I spotted news that that there was a fire at the Noa Bakehouse in Douglas, Isle of Man. Fortunately, it was a small fire and there wasn’t much damage.

However, emergency services are still on the scene.

Still. Two days later.

Just in case.

More penguin peril

Life is hard if you’re a penguin.

If it’s not humans overfishing your pilchards and (allegedly) changing your climate, it’s large wild cats eating you on the beach. And if you survive them, you’ve got to look out for malaria and beagles. And whalers.

Nope. Being a penguin ain’t easy.

Now though, they face their latest, smallest but possibly biggest challenge yet. Viruses.

Because yes, penguins are birds, and birds get Avian Flu. This is the same H5N8 strain that has been affecting the Western Cape (and beyond) for several months now. I mentioned it back in August here.

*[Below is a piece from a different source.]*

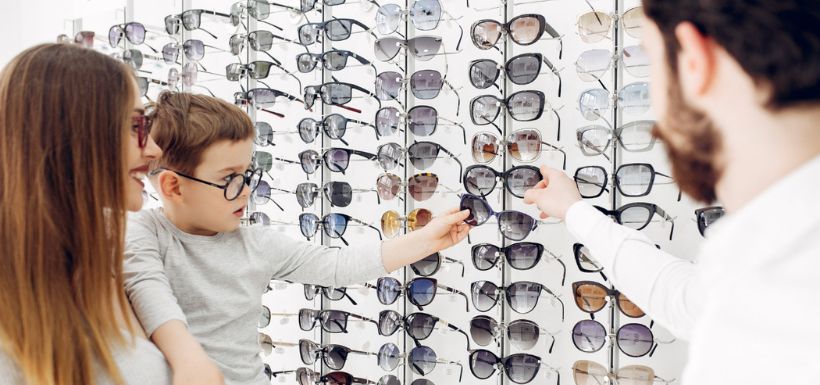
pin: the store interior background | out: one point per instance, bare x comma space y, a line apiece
29, 23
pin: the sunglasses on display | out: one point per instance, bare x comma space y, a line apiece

We think about it affecting farms (which of course it does), but no-one ever considers wild birds, which – in the Western Cape – include penguins.

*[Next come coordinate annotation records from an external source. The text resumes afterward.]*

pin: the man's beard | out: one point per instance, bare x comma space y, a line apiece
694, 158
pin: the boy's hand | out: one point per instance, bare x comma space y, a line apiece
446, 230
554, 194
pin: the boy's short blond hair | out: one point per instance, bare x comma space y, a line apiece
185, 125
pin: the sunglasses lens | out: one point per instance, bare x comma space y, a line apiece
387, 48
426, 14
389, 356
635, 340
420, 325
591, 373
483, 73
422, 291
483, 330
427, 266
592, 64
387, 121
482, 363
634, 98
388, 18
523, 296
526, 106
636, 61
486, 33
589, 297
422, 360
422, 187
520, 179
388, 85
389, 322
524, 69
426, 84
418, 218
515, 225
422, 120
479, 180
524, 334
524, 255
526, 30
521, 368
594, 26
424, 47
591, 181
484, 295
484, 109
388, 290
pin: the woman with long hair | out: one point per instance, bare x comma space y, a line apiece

And while Boulders Beach – our most local (but not necessarily our best) penguin colony – will remain open for tourists, they will have to take precautions:

Visitors should change shoes and clothes if visiting poultry farms to prevent contamination from one site to another.

Which is important because the chicken farms just outside Robertson have really upped their tourist game recently, and it would be sad to waste all their effort.

Seriously though: fingers crossed that this doesn’t do a lot of lasting damage.